Вчера Юрий прочел мое последнее стихотворение «Измена», посвященное «Воображаемому собеседнику», и, конечно, расстроился, ходит страшнее тучи, долго не мог заснуть. Он еще больше меня способен драматизировать события, даже «воображаемые». Говорил о неудавшейся жизни, об одиночестве, о том, что кончилась любовь и т. д. Во многом прав, но не во всем. Он однобок. Мои несчастья, по его убеждению, происходят от половой неудовлетворенности. У него, может быть, но не у меня. У меня есть «воображаемый собеседник», ему не обязательно быть любовником, в реальной жизни я даже этого боюсь: узнать то, что я не знала с Юрием (следовательно, потерять его совсем).
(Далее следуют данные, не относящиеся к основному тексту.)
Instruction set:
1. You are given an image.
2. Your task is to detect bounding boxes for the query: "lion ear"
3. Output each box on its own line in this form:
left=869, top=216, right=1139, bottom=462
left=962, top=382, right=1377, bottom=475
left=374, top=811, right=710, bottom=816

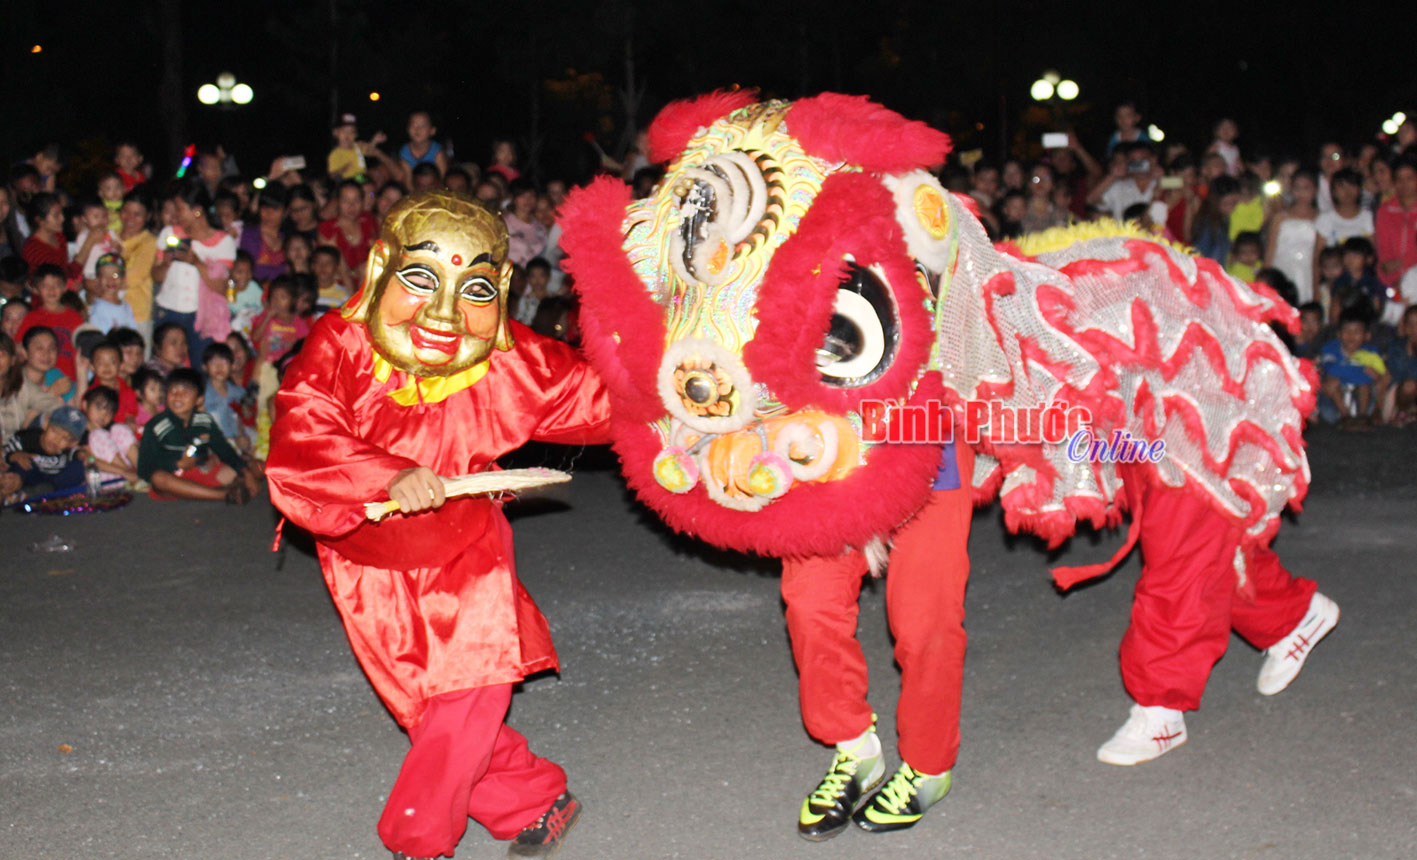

Мне нужен просто добрый и бескорыстный близкий человек, который мог бы меня просто по-человечески пожалеть, по головке погладить, даже в самом буквальном смысле; которому я могла бы довериться, всю себя рассказать — с болью и кровью — и услышать в ответ какое-то настоящее слово, от которого на душе стало бы тепло — и один только такой разговор — и мне больше ничего и не надо. Он должен быть, прежде всего, джентльменом (в том высоком смысле, как это я понимаю) сильным и внимательным ко мне. Один такой разговор с таким человеком, которому бы я безгранично верила, — и все. А дальше я бы могла пойти на все. Таков мой «воображаемый собеседник», раньше, в ранней юности, я звала его «загаданным, неведомым другом». По существу, это ода и только. По существу, я так же о нем мечтаю, так же его ищу, как и 10 лет назад. Он воплощается в моем реальном лице — от Васи до Слонима — и все не то. Слонима я не знаю, это последний миф. И я, наконец, от этих поисков устала, и уже готова признать, что такого «собеседника» и «друга» на свете нет (да конечно же нет!). И к моему последнему я подхожу уже иначе, я уже почти (почти!) не жду от него задушевности и теплоты. А чего жду? И сама не знаю. Если бы даже он и оказался грубым животным (вернее всего, он ничем не окажется, куда за ним с моей робостью), я бы была ему благодарна за то, что он исцелит меня от моей честной детской фантазии, а м<ожет> б<ыть>, он навсегда останется только «воображаемым собеседником», чистым и хорошим, пока не придет кто-то другой. А «кто-то» должен прийти, в этом Юрий прав.